Improved ROP and Texture Performance


For the better part of this article we have been talking about what NVIDIA has done to increase performance in DX11 and attain that ever elusive “geometric realism”. Meanwhile, it is important to remember that ROP and Texture Unit performance also plays a huge roll in past, present and future games. There are several very popular current games such as Crysis and Left 4 Deal that take advantage of highly detailed textures while ROP performance is critical for performance scaling when anti-aliasing is enabled.


ROP Performance Details

Even though the GF100 architecture does feature significantly more ROPs than the GT200 (48 versus 32), NVIDIA did much more with these units than just add more of them to the die. Each of the six groups of eight ROPs is serviced by a single dedicated 64-bit memory controller for increased efficiency, but unlike other architectures the ROPs don’t have a dedicated cache. Rather, they make use of the shared 768KB of on-die L2 cache and can each output a 32-bit integer pixel per clock, an FP16 pixel over two clocks, or an FP32 pixel over four clocks. In plain English, this means the ROPs are far more flexible than those found on the GT200 architecture.


This new and improved ROP layout and design means a drastic increase in AA performance as you can see in the slide above. Where the GT200 architecture experienced a 60% drop in performance when going from 4x to 8x AA, the GF100 shows a mere 24% fallout. This minimal drop can also be chalked up to improved framebuffer efficiency as well.
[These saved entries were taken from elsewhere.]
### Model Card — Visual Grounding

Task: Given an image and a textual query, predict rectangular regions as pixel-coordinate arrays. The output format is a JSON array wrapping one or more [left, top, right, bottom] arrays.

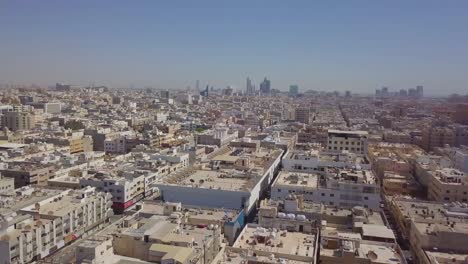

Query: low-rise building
[[427, 168, 468, 202], [225, 223, 319, 263], [327, 129, 368, 155], [0, 162, 56, 188], [389, 197, 468, 264], [80, 172, 145, 214], [154, 147, 283, 216], [282, 149, 371, 173], [0, 187, 112, 264], [271, 169, 381, 209]]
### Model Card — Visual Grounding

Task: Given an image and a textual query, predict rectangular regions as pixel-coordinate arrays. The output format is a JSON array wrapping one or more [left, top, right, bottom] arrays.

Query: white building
[[44, 103, 61, 114], [0, 187, 112, 264], [271, 169, 380, 209], [154, 147, 283, 215], [80, 173, 145, 213], [282, 149, 371, 173]]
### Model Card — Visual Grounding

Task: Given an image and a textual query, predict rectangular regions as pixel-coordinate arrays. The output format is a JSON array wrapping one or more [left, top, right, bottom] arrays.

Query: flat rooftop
[[393, 198, 468, 224], [274, 171, 319, 189], [320, 231, 402, 263], [233, 225, 316, 258], [164, 169, 260, 191]]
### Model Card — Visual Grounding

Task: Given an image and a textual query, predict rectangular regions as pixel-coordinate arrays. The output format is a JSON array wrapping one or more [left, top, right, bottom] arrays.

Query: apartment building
[[327, 129, 368, 155], [0, 187, 112, 264], [389, 198, 468, 264], [0, 162, 56, 188], [427, 168, 468, 202], [295, 107, 311, 124], [79, 172, 145, 214], [195, 127, 238, 147], [282, 149, 371, 173], [1, 112, 36, 132], [421, 126, 455, 151], [112, 213, 222, 264], [271, 169, 381, 209]]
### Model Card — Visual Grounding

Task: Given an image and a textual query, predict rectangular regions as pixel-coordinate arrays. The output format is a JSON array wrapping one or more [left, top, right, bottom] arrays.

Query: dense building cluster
[[0, 83, 467, 264]]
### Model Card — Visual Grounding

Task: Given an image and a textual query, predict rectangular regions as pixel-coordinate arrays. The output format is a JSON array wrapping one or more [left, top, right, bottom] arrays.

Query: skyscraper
[[259, 77, 271, 95], [289, 85, 299, 97], [246, 77, 254, 95], [416, 85, 424, 98]]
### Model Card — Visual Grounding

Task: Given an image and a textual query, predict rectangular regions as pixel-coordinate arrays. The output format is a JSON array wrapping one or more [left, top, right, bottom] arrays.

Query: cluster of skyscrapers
[[376, 85, 424, 98]]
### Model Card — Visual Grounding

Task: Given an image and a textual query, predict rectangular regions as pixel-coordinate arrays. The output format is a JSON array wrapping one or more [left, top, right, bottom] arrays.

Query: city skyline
[[1, 1, 468, 95]]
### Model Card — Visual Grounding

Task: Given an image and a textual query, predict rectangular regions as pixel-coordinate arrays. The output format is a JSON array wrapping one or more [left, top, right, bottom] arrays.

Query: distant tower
[[416, 85, 424, 98], [196, 80, 200, 91], [289, 85, 299, 97], [260, 77, 271, 95], [246, 77, 254, 95]]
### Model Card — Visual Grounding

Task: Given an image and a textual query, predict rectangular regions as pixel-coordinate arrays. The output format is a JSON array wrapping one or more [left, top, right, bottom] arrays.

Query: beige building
[[421, 126, 455, 151], [0, 174, 14, 193], [327, 129, 368, 155], [427, 168, 468, 202], [382, 172, 421, 197], [112, 214, 221, 264], [0, 162, 56, 188], [225, 223, 319, 263], [389, 197, 468, 264], [0, 112, 36, 132]]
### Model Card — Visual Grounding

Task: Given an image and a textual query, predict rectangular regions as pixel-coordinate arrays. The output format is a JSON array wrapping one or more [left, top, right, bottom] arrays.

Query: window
[[330, 194, 334, 197], [446, 190, 450, 194], [321, 193, 325, 196], [364, 197, 368, 200], [277, 189, 281, 192]]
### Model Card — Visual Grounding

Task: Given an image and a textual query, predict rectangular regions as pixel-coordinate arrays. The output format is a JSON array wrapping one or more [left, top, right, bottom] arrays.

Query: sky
[[1, 1, 468, 95]]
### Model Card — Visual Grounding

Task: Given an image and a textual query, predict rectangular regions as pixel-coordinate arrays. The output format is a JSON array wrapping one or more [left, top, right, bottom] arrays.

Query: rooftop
[[232, 224, 317, 259], [274, 171, 319, 189]]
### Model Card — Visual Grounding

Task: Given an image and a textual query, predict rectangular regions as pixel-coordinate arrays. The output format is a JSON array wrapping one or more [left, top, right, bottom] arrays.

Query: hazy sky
[[1, 1, 468, 95]]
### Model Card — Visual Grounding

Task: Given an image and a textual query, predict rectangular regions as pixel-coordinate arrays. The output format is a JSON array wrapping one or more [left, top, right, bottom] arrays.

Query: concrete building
[[427, 168, 468, 202], [112, 213, 221, 264], [195, 127, 238, 147], [295, 107, 311, 124], [1, 162, 56, 188], [154, 147, 283, 216], [1, 112, 36, 132], [80, 172, 145, 214], [282, 149, 371, 173], [0, 174, 14, 193], [389, 198, 468, 264], [225, 223, 319, 263], [327, 129, 368, 155], [421, 126, 455, 151], [0, 187, 112, 264], [271, 169, 381, 209], [76, 236, 114, 264]]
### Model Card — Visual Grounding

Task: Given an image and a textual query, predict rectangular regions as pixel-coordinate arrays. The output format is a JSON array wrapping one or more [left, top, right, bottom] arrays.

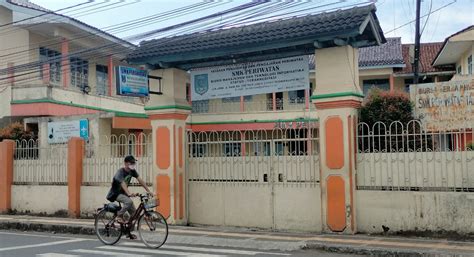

With the GF100, it seems that we can expect to play games with extreme IQ settings enabled without having to worry about framerates tanking.


Texture Unit Performance Details

At the beginning of this article we mentioned that the GF100 architecture actually has less texture units than the GT200 (64 versus 80) which when taken at face value does seem concerning but there’s more to these GF100 texture units than what first meets the eye.

First of all, let’s refresh our memory about the GT200 texture unit layout and its specifications. Basically, the older architecture had multiple SMs sharing one texture unit which caused a data bottleneck when more than one made a request at the same time. In addition, the speed of the texture units was directly tied to the core clock. All of these points made the texture units on the GT200 perform quite well but they went about their jobs inefficiently.

With the GF100 architecture on the other hand, each SM has its own texture unit so multiple SMs don’t have to compete for the same texture cache. In addition, these new units run asynchronously to the core clock speed and are actually designed to run significantly faster than the core itself. This means a fair amount of scalability within the way the GF100 addresses textures. Additionally, the GF100’s texture units also include total support for DirectX 11’s BC6H and BC7 texture compression formats which are supposed to reduce the memory footprint of HDR textures and render targets.


What NVIDIA has set about to accomplish is the use of less texture units but increased per-unit performance in high texture situations. As such, even with less texture units, the GF100 is able to run circles around the GT200 in terms of high-level texture performance which bears out to a 60% increase in texture-only framerates for certain games.